Oddly enough, however, the album generally doesn't rock much more than the aforementioned Blessed album from 2002. It is, in fact, a little more mundane and predictable—not bad, but not really anything you haven't heard before. "Unify," "All," and the title track are all ballads that sound like others you've heard on recordings from Hillsong and Vineyard. Despite a strong melody, "Need You Here" sounds like nearly every other ballad found on the Blessed album. I'd say one of United's chief goals should be to differentiate itself from its parents' worship team. They could use more P.O.D. and Radiohead in their sound. Another Australian worship team, Planet Shakers, is far more effective in capturing an energetic and youthful (though derivative) modern worship sound.

Like a lot of Hillsong releases, the lyrics generally don't live up to the music, resorting to simplistic expressions of praise. "Father I" is a great example of a strong modern worship song, with a rock riff reminiscent of Radiohead and Delirious, but it falls into predictability with scant, generic words. Some of the songs are even debatable as to whether they actually are worship. "Free" is really catchy, reminiscent of Third Eye Blind, but it's more of a seeker song. The chorus is directed to God, but the verses are more for an unsaved friend: "Would you believe me if I said that God can make miracles happen today?/Would you believe me if I said you don't need to wait for the answers before you step out in faith?" The same could be said of the album's closer, "Am I to Believe?" A strong anthem, it's a strange combination of questions and declarations of faith.

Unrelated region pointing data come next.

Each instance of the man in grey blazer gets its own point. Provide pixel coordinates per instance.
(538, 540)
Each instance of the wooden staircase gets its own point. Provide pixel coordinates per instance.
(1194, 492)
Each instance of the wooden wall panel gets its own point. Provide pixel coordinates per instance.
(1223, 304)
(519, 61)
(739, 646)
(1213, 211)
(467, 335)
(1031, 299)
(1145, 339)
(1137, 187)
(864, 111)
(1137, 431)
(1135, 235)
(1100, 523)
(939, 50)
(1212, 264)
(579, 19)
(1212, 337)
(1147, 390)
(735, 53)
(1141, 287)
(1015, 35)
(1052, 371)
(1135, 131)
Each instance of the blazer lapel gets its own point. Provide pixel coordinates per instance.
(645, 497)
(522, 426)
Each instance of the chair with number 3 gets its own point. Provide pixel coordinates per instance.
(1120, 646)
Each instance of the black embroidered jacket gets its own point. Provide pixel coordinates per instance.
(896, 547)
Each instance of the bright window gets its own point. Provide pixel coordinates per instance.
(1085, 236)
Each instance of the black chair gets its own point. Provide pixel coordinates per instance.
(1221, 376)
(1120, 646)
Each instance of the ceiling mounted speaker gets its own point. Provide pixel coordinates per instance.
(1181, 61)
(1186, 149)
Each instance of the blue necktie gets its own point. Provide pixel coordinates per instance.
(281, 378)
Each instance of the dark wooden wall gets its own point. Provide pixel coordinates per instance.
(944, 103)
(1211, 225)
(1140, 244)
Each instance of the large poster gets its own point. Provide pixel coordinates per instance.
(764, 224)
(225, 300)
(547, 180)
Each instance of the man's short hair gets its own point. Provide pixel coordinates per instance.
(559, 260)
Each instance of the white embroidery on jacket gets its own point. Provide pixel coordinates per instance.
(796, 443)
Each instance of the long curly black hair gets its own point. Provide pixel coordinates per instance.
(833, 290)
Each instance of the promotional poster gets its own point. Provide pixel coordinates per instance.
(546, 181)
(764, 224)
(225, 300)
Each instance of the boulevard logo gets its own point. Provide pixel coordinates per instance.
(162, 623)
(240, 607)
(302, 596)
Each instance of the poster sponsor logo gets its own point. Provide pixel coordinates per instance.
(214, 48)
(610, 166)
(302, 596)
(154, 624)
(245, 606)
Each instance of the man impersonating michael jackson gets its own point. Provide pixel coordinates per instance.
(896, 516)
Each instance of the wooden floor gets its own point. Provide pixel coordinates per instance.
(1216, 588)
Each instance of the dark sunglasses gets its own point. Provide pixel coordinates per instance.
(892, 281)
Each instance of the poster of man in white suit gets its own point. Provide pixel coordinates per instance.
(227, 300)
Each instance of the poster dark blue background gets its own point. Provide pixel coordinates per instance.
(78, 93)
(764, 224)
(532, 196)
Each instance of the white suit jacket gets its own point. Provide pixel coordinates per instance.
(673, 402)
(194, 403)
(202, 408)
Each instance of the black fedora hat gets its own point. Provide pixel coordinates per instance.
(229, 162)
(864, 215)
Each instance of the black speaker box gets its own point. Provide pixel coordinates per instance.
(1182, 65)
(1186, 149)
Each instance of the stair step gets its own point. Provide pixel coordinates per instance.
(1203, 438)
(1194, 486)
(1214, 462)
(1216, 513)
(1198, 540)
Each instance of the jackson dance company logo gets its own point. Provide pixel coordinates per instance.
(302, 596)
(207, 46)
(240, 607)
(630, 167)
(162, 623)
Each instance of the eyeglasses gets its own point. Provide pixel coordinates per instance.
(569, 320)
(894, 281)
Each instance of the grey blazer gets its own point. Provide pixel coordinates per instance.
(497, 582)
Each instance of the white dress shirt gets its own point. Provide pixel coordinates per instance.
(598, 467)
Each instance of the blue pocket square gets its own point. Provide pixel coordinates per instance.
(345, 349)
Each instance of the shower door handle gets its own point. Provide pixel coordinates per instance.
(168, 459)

I'm not sure there's a modern worship songwriter capable of consistently writing songs that are widely embraced by the church. Martin Smith (Delirious) and Matt Redman are probably the two best examples, though neither of them have really come up with a strong and memorable worship song in the last few years. That's the hard part about writing worship music—for every song that finds a home deep into the heart of the church, there are at least twenty (fifty?) others that sound alike and are soon forgotten. Writing a hit song is tough, and writing a timeless worship anthem is even tougher. Not that writing worship "hits" is the goal of Hillsong, but, realistically speaking, there needs to be some unique reason for buying an album. United is a good band and To the Ends of the Earth is an adequate worship album, but it's not really anything you haven't heard before.